Gang-scheduled Multi-node Training with SkyPilot + Kueue¶

This tutorial wires up SkyPilot and Kueue on a Verda Kubernetes Instant Cluster so you can launch multi-node training jobs with a single sky launch and have them gang-scheduled — all pods of a job admit together, or none do, and excess jobs wait in a FIFO queue instead of half-starting and hogging GPUs.

The worked example is a 2-node, 16-GPU TorchTitan Llama 3 debug_model run.

Prerequisites¶

A Verda Kubernetes Instant Cluster with at least two GPU nodes. The example assumes B300; adjust the accelerator type for other SKUs.
Local kubectl configured for the cluster (kubectl get nodes lists your workers).
Python 3.10+ on your workstation.
cluster-admin rights (Kueue installs cluster-scoped CRDs and webhooks).

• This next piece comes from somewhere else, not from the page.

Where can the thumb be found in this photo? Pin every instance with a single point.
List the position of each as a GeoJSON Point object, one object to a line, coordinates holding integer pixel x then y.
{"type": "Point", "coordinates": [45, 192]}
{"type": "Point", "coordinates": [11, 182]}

Step 1 — Install SkyPilot¶

python3 -m venv ~/sky-env
source ~/sky-env/bin/activate
pip install 'skypilot[kubernetes]'

sky check k8s            # should report "Kubernetes: enabled"
sky gpus list --infra k8s   # should list your GPU type (e.g. B300)

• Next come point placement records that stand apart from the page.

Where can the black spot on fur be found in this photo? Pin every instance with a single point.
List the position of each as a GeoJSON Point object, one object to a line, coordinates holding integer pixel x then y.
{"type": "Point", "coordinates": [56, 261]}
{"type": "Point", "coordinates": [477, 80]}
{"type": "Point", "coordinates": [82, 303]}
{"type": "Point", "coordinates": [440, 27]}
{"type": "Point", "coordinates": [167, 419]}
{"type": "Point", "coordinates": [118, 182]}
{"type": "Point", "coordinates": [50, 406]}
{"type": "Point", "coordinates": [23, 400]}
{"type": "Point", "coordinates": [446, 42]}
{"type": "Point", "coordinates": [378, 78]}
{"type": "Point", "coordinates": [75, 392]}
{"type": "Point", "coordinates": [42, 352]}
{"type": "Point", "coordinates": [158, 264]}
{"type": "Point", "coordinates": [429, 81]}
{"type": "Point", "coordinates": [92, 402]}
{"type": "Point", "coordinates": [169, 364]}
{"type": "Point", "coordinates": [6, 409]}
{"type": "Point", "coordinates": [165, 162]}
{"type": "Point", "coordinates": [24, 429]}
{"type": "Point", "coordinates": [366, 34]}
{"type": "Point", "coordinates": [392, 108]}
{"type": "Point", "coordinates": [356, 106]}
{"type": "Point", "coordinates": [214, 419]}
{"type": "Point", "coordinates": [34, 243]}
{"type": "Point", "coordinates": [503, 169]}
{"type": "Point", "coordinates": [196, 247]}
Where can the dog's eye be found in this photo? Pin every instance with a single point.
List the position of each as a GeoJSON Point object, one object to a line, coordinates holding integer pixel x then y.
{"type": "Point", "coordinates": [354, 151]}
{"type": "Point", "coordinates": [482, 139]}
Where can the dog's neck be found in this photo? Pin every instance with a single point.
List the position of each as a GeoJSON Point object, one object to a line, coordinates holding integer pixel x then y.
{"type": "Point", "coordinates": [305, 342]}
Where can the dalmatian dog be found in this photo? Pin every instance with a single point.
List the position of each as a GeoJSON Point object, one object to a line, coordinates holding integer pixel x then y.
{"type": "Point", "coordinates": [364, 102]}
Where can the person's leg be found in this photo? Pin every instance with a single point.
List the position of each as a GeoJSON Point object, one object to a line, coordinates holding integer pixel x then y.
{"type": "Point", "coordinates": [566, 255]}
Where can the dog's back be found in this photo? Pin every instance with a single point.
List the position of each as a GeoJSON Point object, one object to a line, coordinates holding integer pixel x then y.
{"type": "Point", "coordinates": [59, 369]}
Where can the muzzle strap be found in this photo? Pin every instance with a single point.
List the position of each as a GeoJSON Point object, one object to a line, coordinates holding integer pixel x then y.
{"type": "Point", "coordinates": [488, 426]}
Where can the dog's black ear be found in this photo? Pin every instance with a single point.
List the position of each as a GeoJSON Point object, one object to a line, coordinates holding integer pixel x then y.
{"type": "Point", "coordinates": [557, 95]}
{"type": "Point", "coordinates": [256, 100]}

If either check fails, SkyPilot cannot reach the cluster — re-check your kubeconfig (kubectl config current-context).

Step 2 — Install Kueue¶

KUEUE_VERSION=v0.17.1   # check https://github.com/kubernetes-sigs/kueue/releases for latest

kubectl apply --server-side -f \
  "https://github.com/kubernetes-sigs/kueue/releases/download/${KUEUE_VERSION}/manifests.yaml"

Verify:

kubectl -n kueue-system get pods
# kueue-controller-manager-xxxxx   1/1   Running

kubectl api-resources | grep kueue
# clusterqueues, localqueues, resourceflavors, workloads, ...

By default Kueue manages the default namespace. To use a different one, see Advanced tuning below.

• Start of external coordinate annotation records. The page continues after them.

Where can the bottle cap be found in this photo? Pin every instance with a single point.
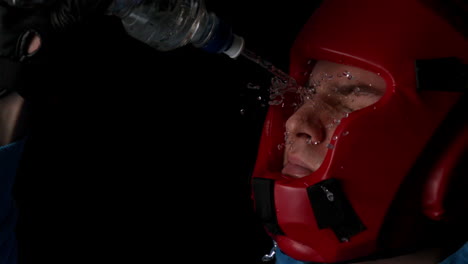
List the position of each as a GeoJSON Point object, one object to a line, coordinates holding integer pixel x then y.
{"type": "Point", "coordinates": [236, 47]}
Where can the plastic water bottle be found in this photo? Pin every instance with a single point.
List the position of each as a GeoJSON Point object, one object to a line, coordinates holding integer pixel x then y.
{"type": "Point", "coordinates": [169, 24]}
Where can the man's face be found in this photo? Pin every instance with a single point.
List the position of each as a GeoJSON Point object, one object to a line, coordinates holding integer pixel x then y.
{"type": "Point", "coordinates": [334, 90]}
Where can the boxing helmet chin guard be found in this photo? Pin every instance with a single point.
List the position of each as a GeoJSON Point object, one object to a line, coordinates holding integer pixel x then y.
{"type": "Point", "coordinates": [381, 198]}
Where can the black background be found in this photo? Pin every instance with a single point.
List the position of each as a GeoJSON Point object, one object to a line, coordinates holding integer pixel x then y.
{"type": "Point", "coordinates": [133, 154]}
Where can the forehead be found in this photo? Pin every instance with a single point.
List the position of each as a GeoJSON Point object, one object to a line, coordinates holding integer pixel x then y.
{"type": "Point", "coordinates": [344, 73]}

Step 3 — Define the quota¶

You need three Kueue objects:

ResourceFlavor — labels a class of hardware (or "any node").
ClusterQueue — a pool of quota Kueue hands out.
LocalQueue — the namespace-scoped handle your jobs reference.

Fetch the manifest from the examples repo:

curl -O https://raw.githubusercontent.com/datacrunch-research/instant-cluster-examples/main/kueue-skypilot/kueue-queue.yaml

Edit kueue-queue.yaml:

ClusterQueue.spec.resourceGroups[0].flavors[0].resources[*].nominalQuota — set each value to your cluster's total capacity (N_nodes × per_node). Defaults are sized for a 2 × B300 cluster (480 CPU, 4000 Gi memory, 16 GPU, 2 RDMA).
coveredResources — drop rdma/rdma_shared_device_a if your cluster does not expose it.

Apply and verify:

kubectl apply -f kueue-queue.yaml
kubectl get clusterqueue my-cluster-queue \
  -o jsonpath='{.status.conditions[0]}' | jq
# expect: "type":"Active","status":"True"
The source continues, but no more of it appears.